* Yen regains ground vs dollar on minister's comments
* Japan's Amari warns of negative impact of weak yen
* Dollar pares losses versus yen after mixed U.S. data
* German data weighs on euro
By Julie Haviv
NEW YORK, Jan 15 (Reuters) - The yen gained against the dollar on Tuesday, rebounding from four straight days of losses that pushed it to a 2-1/2 year low as a warning from a Japanese minister about the disadvantages of excessive yen weakness prompted investors to shed bearish bets.
After gaining an impressive 2.3 percent since the start of the year, many believe the dollar was firmly poised for profit taking, but its fall should be temporary given widespread expectations of aggressive monetary easing by the Bank of Japan.
The dollar last traded down 0.8 percent at 88.72 yen, hurt by comments from Japanese Economics Minister Akira Amari who said excessive yen weakness could hurt people by raising import prices.
Amari's comments countered comments made by officials over the past month that have strongly encouraged yen weakness.
"I suspect that there is near-unanimity in the market that the yen has fallen too far, too fast, but also enthusiasm to sell into corrections such as this,' said Kit Juckes, foreign exchange strategist at Societe Generale in London.
Traders cited support at 88.20 yen, the dollar's 200-hour moving average, while reported stop loss sell-orders at 89.50 yen could cap any recovery in the U.S. currency. Traders also cited option barriers at 90 yen.
"While this move was triggered by (the minister's) comments, there are lots of people out there who believe the yen is over-extended and so this pull-back isn't that surprising," said Jane Foley, senior currency strategist at Rabobank.
"We now have to see if the pull-back continues or if people are looking at this as an opportunity to get even shorter yen."
The dollar hit a trough of 88.27 yen during the global session, but pared losses in the New York session after an array of mixed U.S. data.
U.S. retail sales rose more than expected in December, manufacturing in New York state contracted for a sixth month in January while U.S. producer prices fell in December for the third straight month.
The dollar's setback came a day after it hit 89.67 yen, its highest since June 2010.
Bets on aggressive monetary easing from the Bank of Japan have weighed heavily on the yen in recent months.

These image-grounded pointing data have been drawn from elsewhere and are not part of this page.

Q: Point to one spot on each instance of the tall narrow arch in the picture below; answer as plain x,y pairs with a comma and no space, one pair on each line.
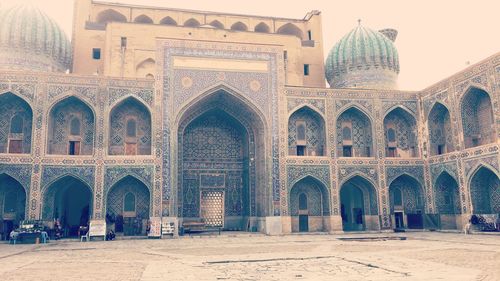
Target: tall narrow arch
217,24
440,132
222,129
62,116
359,143
12,200
359,205
128,203
68,200
110,15
143,19
192,23
168,21
400,131
407,204
447,200
309,204
306,133
291,29
145,67
119,142
262,28
239,26
478,122
484,187
16,119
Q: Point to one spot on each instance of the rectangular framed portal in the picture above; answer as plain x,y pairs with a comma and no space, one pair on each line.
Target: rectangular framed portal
212,207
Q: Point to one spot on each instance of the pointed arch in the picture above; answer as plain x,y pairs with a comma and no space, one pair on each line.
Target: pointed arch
262,28
359,204
478,121
440,130
484,187
359,143
143,19
68,197
59,138
291,29
317,196
400,131
121,144
110,15
407,198
306,132
239,26
116,197
220,113
13,198
145,67
16,124
217,24
192,23
168,21
446,194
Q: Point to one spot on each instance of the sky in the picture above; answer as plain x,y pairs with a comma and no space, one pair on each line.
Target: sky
437,38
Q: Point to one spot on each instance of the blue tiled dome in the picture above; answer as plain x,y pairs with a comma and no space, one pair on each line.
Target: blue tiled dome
364,58
30,40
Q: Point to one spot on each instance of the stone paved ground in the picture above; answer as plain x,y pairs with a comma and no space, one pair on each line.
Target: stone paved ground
423,256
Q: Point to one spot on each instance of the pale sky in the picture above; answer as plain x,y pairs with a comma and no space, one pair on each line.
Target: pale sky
436,37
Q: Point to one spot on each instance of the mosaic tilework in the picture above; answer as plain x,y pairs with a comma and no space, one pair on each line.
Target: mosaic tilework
11,106
116,196
361,132
314,131
317,199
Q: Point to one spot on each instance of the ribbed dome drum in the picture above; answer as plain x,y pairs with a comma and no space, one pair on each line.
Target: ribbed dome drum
364,58
30,40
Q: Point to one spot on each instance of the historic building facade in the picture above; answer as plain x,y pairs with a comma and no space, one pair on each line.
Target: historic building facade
225,118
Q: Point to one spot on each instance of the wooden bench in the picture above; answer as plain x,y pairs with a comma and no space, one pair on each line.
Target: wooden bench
198,226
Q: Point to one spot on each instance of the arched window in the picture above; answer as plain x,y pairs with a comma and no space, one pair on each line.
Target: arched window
391,135
346,133
398,197
131,128
301,131
129,202
262,27
10,202
168,21
302,201
16,124
239,26
75,127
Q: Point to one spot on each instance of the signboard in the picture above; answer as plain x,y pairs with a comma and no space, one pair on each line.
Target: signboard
155,227
97,228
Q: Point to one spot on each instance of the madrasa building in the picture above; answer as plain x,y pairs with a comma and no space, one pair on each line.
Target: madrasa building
225,119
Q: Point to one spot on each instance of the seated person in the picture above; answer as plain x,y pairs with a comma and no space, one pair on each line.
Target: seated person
110,236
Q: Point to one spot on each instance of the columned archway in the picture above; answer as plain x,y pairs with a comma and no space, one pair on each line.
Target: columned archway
309,206
484,188
222,178
478,123
68,200
400,129
128,207
447,198
12,204
407,203
440,133
359,208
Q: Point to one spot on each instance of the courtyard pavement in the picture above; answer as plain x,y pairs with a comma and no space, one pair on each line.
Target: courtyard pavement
242,256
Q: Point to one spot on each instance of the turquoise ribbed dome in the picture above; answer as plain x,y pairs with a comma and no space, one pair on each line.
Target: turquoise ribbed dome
363,58
30,40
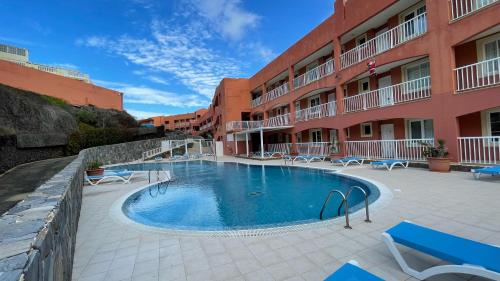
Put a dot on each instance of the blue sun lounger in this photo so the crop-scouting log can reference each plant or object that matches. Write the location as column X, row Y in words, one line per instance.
column 352, row 272
column 348, row 160
column 493, row 170
column 389, row 164
column 465, row 256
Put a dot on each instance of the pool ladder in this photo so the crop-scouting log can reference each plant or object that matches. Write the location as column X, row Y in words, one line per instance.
column 344, row 202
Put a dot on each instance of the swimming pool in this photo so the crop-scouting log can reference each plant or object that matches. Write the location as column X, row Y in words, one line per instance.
column 215, row 196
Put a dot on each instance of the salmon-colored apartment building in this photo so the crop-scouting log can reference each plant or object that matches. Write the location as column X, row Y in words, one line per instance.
column 66, row 84
column 376, row 79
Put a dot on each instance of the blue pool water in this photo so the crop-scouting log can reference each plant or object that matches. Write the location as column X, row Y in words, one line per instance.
column 230, row 196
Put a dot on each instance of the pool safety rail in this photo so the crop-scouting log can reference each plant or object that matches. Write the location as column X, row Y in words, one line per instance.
column 346, row 203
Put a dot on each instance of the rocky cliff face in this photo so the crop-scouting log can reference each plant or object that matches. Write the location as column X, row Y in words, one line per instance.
column 27, row 113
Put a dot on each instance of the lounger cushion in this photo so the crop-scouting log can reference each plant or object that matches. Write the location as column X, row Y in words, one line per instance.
column 350, row 272
column 445, row 246
column 494, row 170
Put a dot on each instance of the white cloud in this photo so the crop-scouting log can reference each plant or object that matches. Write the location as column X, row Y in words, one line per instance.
column 227, row 16
column 139, row 114
column 150, row 96
column 178, row 51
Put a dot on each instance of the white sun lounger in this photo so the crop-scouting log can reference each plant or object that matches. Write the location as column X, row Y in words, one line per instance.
column 465, row 256
column 124, row 176
column 390, row 164
column 348, row 160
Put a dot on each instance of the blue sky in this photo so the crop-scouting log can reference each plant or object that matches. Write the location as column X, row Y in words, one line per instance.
column 167, row 56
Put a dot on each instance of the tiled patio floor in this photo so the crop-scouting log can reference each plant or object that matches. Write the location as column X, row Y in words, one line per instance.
column 108, row 249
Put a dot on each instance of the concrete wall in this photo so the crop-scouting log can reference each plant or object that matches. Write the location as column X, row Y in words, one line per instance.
column 38, row 235
column 71, row 90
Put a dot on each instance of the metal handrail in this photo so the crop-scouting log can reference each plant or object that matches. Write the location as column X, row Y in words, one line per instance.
column 366, row 200
column 344, row 200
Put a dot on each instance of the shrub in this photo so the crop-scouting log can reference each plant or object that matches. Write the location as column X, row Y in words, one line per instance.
column 6, row 131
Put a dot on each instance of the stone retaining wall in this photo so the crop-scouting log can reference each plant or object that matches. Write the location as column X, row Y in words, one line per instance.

The central bank has been under relentless pressure from newly elected Prime Minister Shinzo Abe to adopt a 2 percent inflation target to beat deflation once and for all.
It holds its next policy meeting on Jan. 21-22.
Amari's comments also buoyed the yen against the euro, with the single currency last trading down 1.2 percent at 118.26 yen. The euro struck a 20-month peak of 120.12 on Monday.
The euro fell against the dollar for the first time in four sessions as some Asian central banks booked profits on its latest rally. It last traded at $1.3332, down 0.4 percent on the day, below Monday's 11-month high of $1.3403.
Receding expectations of a rate cut from the European Central Bank in the near term helped the euro smartly outperform many of its peers in recent sessions, but data on Tuesday served as a reminder that its economic backdrop remains unimpressive.
Indeed, the German economy was hit hard by the euro zone crisis in the final quarter of last year, shrinking more than at any point in nearly three years as traditionally strong exports and investment slowed, the Statistics Office said on Tuesday.
Despite its fall against the dollar and yen, the euro extended gains against the Swiss franc, rising to a fresh 13-month high. The euro rose to 1.23865 francs on trading platform EBS, its highest level since December 2011.
The Swiss franc has come under selling pressure as concerns about the euro zone debt crisis have receded, prompting investors who had bought the Swiss currency as a refuge from the euro's problems to cut long positions.
Euro/Swiss franc implied volatilities, or demand to hedge against sharp currency swings, have risen sharply. The one-month vols have risen to 6.1 percent from around 2 percent before the European Central Bank interest rate decision last Thursday.